Oturup düşünmek gerekiyor. Bir yerde kolaya kaçıp elimizdeki uzunlara suç atabiliriz. Lavrinovic 3 ayda 1 üçlük atarken, Erceg 5/9 üçlük atmış. Sean May'in ribaund alma ihtimalini konuşuyor taraftar ve Oğuz Savaş'ın gününde olması için dualar ediyor. Kaya Peker iyi niyetli ve savaşıyor, sadece bu kadar. Rakiplerinden ve grubun en güçsüz takımı Zalgiris bile, Mirza Begic'i kaybediyor ve yerine hemen Boban Marjanovic'i eklemeyi başarıyor.
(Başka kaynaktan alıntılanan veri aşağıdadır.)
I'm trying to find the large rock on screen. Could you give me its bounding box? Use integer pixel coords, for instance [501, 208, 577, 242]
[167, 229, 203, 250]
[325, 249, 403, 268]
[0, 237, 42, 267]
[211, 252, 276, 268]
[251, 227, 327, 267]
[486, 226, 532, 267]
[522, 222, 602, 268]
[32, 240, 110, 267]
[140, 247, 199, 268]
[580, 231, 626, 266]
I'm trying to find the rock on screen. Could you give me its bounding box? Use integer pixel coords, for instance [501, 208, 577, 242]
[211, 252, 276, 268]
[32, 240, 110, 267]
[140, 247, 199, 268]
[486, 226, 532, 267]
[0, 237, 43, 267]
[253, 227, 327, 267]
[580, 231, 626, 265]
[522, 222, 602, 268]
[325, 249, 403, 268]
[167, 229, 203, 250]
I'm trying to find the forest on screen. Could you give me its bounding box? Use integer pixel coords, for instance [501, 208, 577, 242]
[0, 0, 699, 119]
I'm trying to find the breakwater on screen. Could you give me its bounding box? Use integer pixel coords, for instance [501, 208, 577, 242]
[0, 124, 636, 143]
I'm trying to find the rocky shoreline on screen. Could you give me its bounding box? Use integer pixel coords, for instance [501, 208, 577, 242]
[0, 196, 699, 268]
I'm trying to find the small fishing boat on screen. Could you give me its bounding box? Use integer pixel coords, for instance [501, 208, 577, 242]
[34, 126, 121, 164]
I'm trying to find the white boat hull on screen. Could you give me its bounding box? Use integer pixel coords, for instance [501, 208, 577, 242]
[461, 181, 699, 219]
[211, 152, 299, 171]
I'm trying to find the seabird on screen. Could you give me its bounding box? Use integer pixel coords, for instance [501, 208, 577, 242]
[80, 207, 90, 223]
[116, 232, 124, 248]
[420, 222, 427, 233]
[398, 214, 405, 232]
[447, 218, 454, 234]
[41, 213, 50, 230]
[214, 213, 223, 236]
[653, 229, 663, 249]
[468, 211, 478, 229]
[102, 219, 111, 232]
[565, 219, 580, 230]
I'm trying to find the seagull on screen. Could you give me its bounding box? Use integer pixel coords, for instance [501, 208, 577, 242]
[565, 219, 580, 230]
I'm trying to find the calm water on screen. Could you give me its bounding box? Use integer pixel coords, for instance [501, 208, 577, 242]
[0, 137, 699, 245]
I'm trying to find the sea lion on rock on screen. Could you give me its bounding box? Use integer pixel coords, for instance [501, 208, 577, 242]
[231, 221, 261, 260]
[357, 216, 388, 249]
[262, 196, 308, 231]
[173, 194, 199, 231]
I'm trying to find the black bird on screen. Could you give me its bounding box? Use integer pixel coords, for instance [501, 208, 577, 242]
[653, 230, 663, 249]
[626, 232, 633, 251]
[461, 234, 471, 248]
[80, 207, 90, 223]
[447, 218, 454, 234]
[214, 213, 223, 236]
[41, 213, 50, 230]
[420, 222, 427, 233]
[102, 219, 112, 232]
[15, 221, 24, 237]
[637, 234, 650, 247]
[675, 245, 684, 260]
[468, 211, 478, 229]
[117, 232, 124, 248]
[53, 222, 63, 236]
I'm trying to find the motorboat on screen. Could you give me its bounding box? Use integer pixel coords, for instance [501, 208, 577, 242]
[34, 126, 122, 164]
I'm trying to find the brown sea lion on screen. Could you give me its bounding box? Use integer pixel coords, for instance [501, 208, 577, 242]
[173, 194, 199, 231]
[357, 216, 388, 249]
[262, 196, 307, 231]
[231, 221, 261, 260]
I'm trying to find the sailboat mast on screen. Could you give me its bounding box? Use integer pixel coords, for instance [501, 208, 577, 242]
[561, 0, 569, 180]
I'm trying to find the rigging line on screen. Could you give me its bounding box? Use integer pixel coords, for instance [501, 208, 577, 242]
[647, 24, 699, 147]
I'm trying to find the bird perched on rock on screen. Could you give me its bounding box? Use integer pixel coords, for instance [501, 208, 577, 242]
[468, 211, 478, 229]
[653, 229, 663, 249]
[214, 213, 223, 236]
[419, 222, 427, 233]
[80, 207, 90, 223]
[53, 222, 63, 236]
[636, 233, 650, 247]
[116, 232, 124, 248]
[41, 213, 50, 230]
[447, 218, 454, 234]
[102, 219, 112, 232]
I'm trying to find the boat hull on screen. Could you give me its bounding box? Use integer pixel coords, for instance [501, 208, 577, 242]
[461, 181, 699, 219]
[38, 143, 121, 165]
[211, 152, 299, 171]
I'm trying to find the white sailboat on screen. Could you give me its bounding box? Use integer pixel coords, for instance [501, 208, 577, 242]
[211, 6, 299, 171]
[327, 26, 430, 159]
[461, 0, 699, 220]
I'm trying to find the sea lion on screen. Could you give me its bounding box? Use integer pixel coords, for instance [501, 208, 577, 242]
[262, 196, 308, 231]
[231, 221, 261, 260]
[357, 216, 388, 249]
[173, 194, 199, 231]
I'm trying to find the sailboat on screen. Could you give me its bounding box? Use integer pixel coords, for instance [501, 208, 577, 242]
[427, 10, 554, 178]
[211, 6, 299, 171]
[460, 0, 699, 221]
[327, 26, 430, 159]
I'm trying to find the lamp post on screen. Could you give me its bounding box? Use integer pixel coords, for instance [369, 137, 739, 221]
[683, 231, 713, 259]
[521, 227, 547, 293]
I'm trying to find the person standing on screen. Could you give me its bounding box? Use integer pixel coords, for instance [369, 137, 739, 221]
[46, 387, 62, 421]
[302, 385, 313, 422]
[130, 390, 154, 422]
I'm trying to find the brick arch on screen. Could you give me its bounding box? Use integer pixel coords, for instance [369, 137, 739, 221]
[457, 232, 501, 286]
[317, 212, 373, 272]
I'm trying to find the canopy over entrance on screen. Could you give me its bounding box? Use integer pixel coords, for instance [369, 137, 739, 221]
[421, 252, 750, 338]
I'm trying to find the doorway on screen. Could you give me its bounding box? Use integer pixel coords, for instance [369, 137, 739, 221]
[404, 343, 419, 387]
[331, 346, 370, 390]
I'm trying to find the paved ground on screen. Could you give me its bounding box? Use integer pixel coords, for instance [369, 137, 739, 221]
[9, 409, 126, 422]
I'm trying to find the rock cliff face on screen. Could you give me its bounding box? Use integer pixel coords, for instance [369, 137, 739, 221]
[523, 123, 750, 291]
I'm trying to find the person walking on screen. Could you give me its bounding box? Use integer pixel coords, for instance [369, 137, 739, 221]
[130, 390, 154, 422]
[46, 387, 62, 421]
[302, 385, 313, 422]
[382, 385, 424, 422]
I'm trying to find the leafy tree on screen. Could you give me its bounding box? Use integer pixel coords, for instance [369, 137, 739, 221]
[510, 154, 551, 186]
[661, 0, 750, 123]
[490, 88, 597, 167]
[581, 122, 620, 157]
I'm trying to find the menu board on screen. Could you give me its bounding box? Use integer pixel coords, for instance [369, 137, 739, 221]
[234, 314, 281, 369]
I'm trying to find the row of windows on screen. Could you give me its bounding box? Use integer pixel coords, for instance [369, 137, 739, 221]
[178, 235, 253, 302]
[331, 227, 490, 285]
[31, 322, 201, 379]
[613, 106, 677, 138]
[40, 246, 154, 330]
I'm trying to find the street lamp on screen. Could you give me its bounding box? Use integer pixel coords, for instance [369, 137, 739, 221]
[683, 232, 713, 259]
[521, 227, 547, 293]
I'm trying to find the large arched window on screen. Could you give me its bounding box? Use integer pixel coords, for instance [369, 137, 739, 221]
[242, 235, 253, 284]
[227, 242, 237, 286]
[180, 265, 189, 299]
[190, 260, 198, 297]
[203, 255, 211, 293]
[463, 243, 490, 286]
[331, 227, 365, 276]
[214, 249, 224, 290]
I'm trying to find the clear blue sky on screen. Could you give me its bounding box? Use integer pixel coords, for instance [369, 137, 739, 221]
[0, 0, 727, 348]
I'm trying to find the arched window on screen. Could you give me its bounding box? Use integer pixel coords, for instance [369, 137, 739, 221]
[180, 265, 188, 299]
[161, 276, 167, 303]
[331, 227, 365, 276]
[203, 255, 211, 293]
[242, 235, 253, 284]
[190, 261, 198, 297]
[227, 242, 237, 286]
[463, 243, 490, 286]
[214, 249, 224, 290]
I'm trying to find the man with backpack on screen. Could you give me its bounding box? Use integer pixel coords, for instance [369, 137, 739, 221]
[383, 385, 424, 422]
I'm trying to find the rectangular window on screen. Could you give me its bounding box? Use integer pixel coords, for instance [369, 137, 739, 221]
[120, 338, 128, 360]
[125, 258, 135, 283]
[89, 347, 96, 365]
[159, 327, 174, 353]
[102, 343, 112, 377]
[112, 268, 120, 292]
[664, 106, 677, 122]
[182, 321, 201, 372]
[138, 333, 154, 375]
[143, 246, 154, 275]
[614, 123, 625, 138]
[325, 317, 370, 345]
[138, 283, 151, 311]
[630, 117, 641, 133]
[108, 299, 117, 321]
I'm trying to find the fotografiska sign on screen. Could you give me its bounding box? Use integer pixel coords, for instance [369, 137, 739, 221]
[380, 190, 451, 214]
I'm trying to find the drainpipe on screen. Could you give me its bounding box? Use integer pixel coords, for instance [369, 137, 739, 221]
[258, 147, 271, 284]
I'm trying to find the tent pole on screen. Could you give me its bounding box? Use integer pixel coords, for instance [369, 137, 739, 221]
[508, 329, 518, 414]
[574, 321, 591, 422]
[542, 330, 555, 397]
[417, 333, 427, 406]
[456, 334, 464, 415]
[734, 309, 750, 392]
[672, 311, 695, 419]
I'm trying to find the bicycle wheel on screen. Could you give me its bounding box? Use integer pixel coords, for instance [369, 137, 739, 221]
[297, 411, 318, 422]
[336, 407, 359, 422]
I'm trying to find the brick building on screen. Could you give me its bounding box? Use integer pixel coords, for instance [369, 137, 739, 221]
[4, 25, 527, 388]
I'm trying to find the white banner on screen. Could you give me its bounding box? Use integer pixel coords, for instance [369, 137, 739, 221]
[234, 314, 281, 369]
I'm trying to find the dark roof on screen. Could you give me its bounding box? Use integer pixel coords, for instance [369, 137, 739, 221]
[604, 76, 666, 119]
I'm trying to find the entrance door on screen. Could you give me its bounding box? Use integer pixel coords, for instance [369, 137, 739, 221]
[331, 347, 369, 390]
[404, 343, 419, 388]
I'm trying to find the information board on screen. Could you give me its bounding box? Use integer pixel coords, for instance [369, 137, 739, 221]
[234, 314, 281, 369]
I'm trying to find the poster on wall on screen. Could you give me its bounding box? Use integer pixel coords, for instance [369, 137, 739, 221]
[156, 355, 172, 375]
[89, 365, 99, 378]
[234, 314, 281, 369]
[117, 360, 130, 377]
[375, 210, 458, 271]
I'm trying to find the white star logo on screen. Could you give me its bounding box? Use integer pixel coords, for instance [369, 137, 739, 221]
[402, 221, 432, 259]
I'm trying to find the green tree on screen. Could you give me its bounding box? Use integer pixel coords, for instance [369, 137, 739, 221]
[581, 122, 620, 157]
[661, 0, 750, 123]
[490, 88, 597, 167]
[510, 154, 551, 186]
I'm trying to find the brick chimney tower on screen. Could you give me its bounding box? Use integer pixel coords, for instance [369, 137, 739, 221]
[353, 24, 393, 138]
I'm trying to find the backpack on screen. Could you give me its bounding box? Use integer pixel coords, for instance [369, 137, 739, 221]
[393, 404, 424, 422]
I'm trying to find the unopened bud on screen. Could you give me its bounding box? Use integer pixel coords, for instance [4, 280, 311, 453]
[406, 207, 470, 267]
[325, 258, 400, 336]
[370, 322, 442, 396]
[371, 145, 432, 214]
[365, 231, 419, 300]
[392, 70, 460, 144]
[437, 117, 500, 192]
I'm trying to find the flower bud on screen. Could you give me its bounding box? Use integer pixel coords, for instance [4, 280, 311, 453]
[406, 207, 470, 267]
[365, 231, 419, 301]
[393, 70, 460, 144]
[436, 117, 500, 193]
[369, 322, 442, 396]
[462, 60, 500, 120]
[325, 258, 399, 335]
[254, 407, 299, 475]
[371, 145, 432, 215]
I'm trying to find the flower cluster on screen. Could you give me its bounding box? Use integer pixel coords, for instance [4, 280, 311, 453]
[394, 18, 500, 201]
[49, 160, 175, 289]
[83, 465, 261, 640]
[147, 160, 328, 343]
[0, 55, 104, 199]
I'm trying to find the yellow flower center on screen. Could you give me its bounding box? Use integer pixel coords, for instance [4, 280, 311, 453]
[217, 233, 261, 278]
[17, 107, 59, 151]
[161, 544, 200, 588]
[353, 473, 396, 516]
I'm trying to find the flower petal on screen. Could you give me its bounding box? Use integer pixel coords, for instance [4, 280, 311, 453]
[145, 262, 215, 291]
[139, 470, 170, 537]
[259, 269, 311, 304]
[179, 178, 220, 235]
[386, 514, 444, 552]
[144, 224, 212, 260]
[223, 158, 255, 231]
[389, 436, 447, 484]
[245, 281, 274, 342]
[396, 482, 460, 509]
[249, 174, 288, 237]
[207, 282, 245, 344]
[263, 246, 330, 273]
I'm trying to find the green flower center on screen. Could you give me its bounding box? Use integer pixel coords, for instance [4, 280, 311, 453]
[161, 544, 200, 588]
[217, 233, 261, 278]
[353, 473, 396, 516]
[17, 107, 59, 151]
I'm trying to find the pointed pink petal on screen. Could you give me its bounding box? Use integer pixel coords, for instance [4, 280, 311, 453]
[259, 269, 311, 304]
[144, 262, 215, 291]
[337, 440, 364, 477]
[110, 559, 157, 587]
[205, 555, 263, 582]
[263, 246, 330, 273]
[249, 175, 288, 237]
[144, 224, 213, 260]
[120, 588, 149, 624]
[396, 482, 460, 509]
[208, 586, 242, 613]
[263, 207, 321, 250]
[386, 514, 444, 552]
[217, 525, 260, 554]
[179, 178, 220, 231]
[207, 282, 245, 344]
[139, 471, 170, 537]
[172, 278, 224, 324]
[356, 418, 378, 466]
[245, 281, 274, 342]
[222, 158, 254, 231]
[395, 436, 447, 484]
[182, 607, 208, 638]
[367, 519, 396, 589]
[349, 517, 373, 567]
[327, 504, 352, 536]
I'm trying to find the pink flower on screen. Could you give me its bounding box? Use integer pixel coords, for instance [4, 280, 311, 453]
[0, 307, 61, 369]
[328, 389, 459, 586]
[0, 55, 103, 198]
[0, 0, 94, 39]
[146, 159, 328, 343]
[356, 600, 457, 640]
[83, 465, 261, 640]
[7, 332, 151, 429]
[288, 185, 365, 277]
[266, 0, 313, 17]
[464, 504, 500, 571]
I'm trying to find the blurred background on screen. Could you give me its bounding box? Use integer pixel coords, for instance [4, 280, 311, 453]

Fenerbahçe Ülker yönetimi ya çok ağır ve kimseyi beğenemiyor ya da oyuncu bulamıyor cidden. Avrupa'da ihtiyacını karşılayabilecek ve oynatabileceğin bir dolu sert, etkili, hücumda da seni 4 kişi oynatmayacak uzun var. Üstelik, herkes bilir ki uzun almak, guard almak kadar tehlikeli değil ve uyumu kolaydır. Ancak aylardır parkede normal düzeyde mücadele etmemiş bir Amerikalı bulmak, sırf iyi karakteri olduğu için tercih etmek de bir burada olur. Bugüne kadar herkes beğendi ve Aydın Örs - Neven Spahija ikilisinin idari kararlarını destekledi. Sizce de birşeyleri artık daha iyi görmek gerekmiyor mu? Evet, sakatlıklar çok fazla ve can yakıcı. Ancak, esnek olabilmek ve bugünleri yaşadığında hızlı hareket etmek gerekiyor. Bu ikiliye inancımızı yitirmedik ama onların da bu hatalarından çıkarmaları gereken dersleri var.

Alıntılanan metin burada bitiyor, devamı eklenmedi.